The AI heretic. How a leading economist learned to start worrying and fear artificial intelligence

ai driven cataclysm
ai driven cataclysm

Sure, there have been a few nutjobs out there who think AI will wipe out the human race. But ever since ChatGPT’s explosive emergence last winter, the bigger concern for most of us has been whether these tools will soon write, code, analyze, brainstorm, compose, design, and illustrate us out of our jobs. To that, Silicon Valley and corporate America have been curiously united in their optimism. Yes, a few people might lose out, they say. But there’s no need to panic. AI is going to make us more productive, and that will be great for society. Ultimately, technology always is.

As a reporter who’s written about technology and the economy for years, I too subscribed to the prevailing optimism. After all, it was backed by a surprising consensus among economists, who normally can’t agree on something as fundamental as what money is.

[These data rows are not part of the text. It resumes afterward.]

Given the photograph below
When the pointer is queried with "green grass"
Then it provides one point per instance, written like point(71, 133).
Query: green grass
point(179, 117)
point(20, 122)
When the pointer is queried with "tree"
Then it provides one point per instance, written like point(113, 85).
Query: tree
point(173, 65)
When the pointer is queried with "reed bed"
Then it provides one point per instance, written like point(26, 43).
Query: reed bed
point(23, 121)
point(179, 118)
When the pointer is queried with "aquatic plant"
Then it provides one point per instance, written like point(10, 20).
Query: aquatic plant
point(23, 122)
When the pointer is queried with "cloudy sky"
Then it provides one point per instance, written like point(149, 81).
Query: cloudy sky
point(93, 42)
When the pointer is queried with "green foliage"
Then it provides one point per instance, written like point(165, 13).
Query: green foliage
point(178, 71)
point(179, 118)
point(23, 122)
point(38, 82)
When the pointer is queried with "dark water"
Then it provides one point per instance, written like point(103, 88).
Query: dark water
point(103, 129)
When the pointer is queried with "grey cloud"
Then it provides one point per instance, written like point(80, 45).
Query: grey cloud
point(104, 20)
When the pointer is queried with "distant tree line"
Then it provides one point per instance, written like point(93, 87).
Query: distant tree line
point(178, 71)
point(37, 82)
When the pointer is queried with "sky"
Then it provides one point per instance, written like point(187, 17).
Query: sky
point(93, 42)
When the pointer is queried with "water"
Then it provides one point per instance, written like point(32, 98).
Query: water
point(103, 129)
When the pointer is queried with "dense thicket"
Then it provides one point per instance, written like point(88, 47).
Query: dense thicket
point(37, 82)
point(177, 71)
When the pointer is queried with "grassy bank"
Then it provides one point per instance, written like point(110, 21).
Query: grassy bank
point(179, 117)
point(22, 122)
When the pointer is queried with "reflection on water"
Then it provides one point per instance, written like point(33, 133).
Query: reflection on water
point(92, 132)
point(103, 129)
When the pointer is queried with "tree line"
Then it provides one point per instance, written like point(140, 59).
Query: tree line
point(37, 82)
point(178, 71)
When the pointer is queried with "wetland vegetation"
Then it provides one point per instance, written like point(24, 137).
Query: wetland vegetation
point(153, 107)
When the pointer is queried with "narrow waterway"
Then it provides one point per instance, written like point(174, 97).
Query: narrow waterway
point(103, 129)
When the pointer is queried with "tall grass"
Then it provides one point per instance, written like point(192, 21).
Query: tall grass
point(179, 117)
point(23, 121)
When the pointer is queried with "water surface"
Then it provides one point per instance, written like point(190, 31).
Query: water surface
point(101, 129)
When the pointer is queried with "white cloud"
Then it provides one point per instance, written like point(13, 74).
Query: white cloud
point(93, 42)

For half a century, economists have worshiped technology as an unambiguous force for good. Normally, the « dismal science » argues, giving one person a bigger slice of the economic pie requires giving a smaller slice to the sucker next door. But technology, economists believed, was different. Invent the steam engine or the automobile or TikTok, and poof! Like magic, the pie gets bigger, allowing everyone to enjoy a bigger slice.